P.A transferência da “F............”, requerida pela Autora em 23 de outubro de 2015, foi indeferida em 6 de setembro de 2017, com “fundamento” no(s) parecer(es) prévio(s) da Câmara Municipal (Santa Cruz) – o “parecer prévio” e o “parecer complementar” –, que, quando desfavorável, é vinculativo, sendo que o Tribunal a quo furtou-se à apreciação do vício, resultante do confronto entre a realidade, o ato sob escrutínio e o direito aplicável.

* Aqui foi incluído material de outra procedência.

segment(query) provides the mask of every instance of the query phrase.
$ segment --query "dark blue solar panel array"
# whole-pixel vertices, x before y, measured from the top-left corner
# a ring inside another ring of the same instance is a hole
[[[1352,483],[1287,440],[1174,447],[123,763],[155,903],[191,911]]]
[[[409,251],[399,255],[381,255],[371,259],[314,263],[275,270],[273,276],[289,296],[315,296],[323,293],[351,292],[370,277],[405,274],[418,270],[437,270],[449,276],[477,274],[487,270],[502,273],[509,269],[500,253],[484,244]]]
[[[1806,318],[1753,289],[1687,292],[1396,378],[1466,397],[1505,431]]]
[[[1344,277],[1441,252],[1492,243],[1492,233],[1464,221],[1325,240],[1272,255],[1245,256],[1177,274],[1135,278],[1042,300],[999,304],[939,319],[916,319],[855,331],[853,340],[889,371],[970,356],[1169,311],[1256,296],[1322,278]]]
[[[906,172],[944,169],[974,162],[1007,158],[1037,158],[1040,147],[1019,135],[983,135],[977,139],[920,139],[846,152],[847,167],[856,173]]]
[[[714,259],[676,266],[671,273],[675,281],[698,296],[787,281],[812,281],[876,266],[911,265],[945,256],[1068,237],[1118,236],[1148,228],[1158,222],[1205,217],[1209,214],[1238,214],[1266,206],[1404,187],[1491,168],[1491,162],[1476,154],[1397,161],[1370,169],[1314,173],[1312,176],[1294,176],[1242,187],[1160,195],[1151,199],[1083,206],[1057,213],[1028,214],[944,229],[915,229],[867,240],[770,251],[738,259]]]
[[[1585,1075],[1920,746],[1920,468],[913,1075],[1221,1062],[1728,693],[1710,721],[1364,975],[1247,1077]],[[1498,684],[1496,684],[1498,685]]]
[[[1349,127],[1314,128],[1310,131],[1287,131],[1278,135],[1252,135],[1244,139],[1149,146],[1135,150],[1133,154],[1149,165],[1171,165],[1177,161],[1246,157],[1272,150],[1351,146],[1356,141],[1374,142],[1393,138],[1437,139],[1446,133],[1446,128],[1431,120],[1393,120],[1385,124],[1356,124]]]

Q.A boa decisão da causa impunha que o Tribunal a quo verificasse se os Recorridos cumpriam ou não os critérios que lei manda considerar na apreciação de um pedido de transferência dentro do mesmo município, como aquele que está em causa nos presentes Autos.

R.Para que a apreciação de um determinado pedido de transferência cumpra o disposto na lei, isto é, para que seja legalmente conforme, a mesma tem necessariamente que ser o resultado da adequada apreciação dos seguintes pressupostos (cfr. o artigo 26.º, n.º 2 do Decreto-Lei n.º 307/2007): necessidade de salvaguardar a acessibilidade das populações aos medicamentos; comodidade das populações; viabilidade económica da farmácia a transferir; melhoria ou aumento dos serviços farmacêuticos de promoção da saúde e do bem-estar dos utentes.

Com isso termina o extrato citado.